A willingness to cope with setbacks and frustrations is critical to a career in mathematics, she notes. She also notes the importance of being willing to obsess over a conjecture and to spend long hours writing out formulas and testing the proof again and again.
Even then, she finds, sometimes ideas and solutions wait to arrive until she’s doing something else, such as running errands or taking a walk. Other times, they take collaboration. She cites the representation theory work that she published last yearexploring the statistical properties of integers divided into character tables of symmetric groups, or squares. Working alone, she was able to show that almost all entries in the squares are eventually multiples of prime numbers up to 13. But she couldn’t decipher a way to make the proof work for all primes. Then Soundararajan read the proof and noticed a way it might be possible. Together they developed a formula proving that almost any number in these squares, even very large ones, is a multiple of any fixed prime.

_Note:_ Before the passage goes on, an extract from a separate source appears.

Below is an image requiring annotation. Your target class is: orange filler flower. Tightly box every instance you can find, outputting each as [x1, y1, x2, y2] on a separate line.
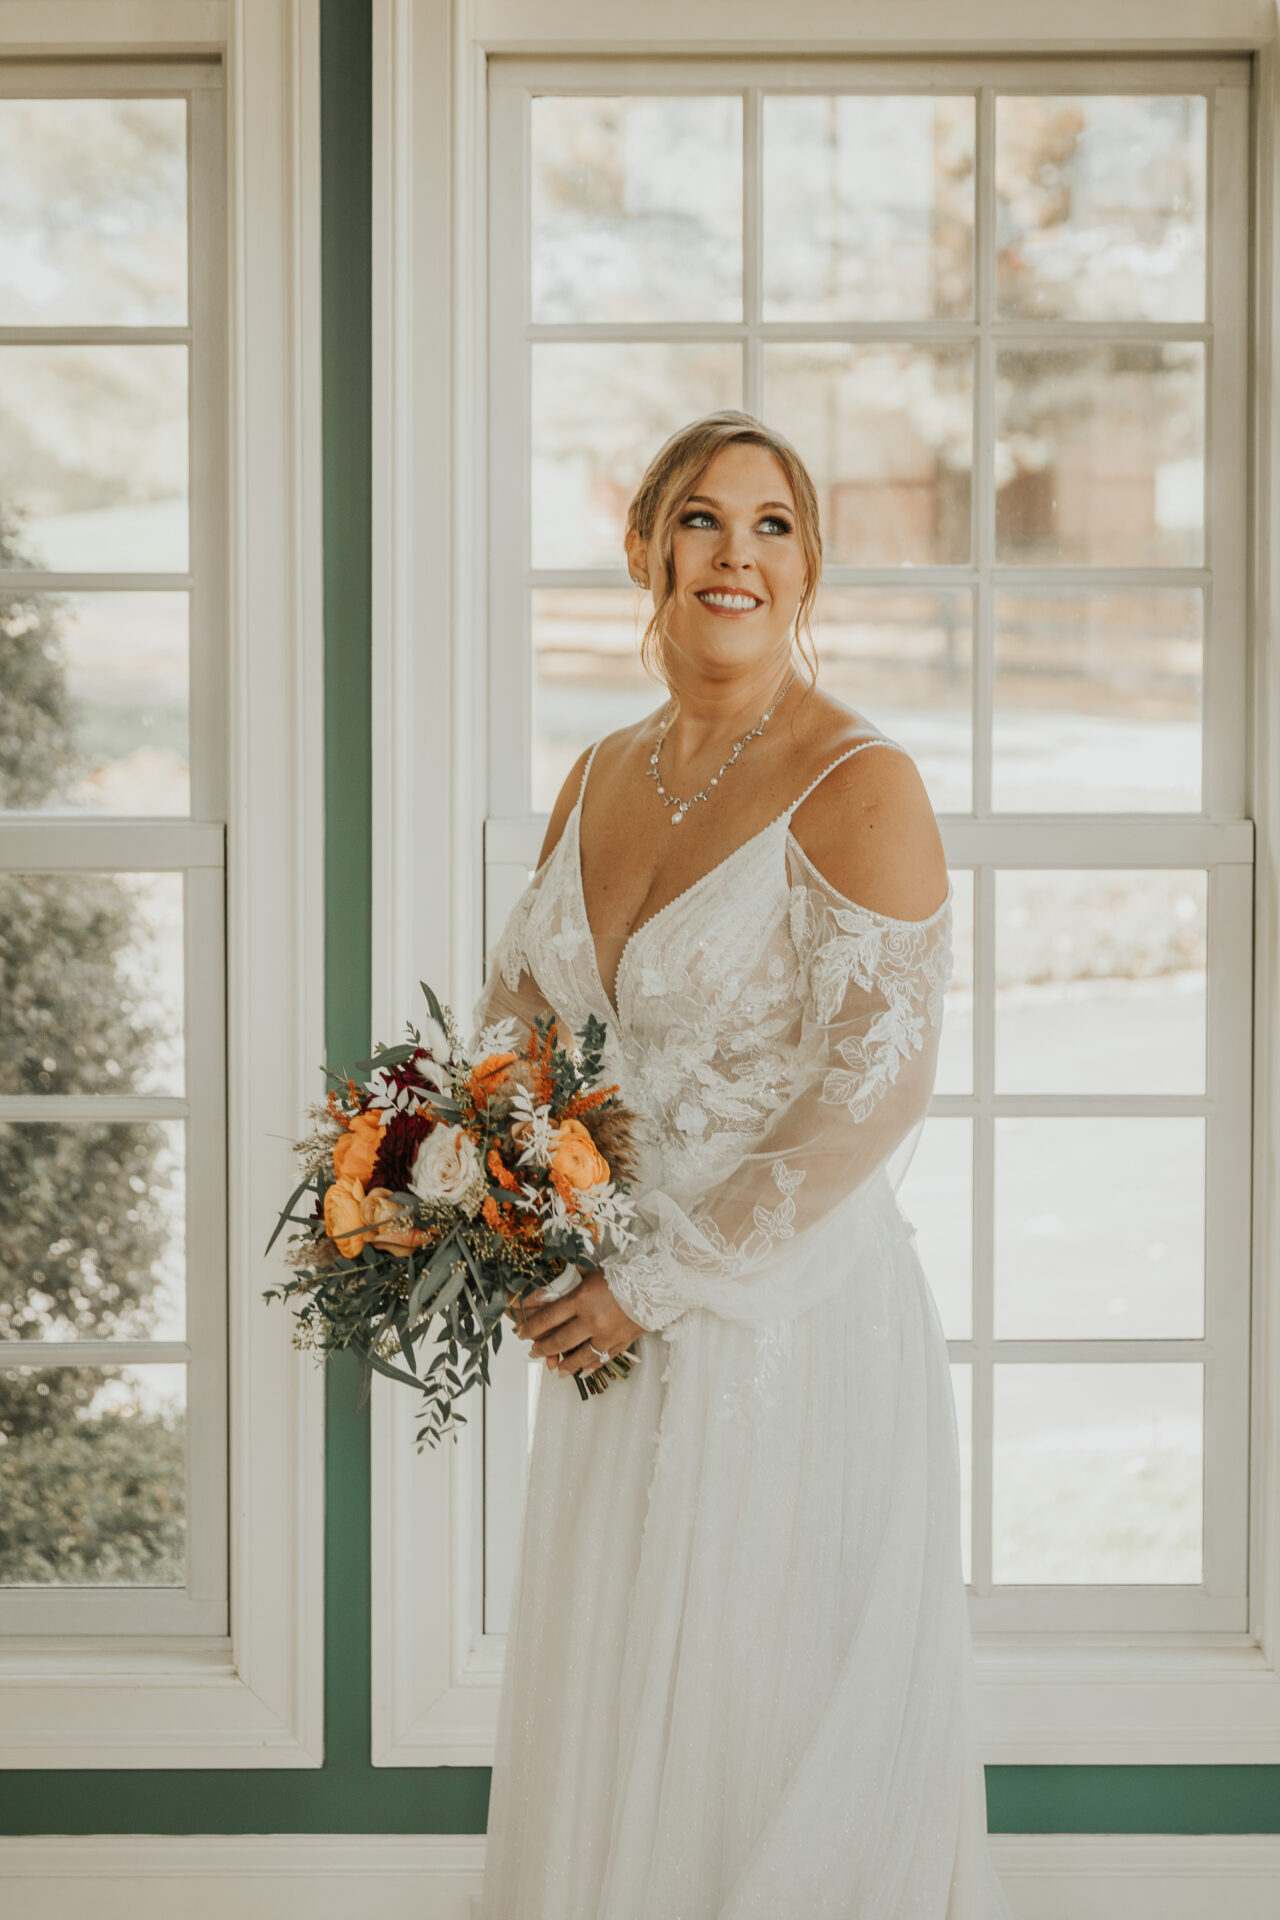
[469, 1051, 518, 1107]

Finding a new fascination in multi-dimensions
Peluse has approximately 2 years remaining on her Veblen research instructor position at IAS and Princeton University. During this time, she will teach calculus to undergraduates and co-direct a weekly number theory seminar, in addition to working on her math.
She is currently focused on completing a paper on multidimensional patterns in subsets of integer grids. She’s also thinking about new directions for her work, confessing that she feels wholly finished with polynomial patterns for the time being and is now focusing on multi-dimensional patterns.
“I feel like I don't really have that much choice,” she says of the direction of her mathematical investigations. “I can only work on things that I'm really interested in—and I can't really control what I'm interested in.”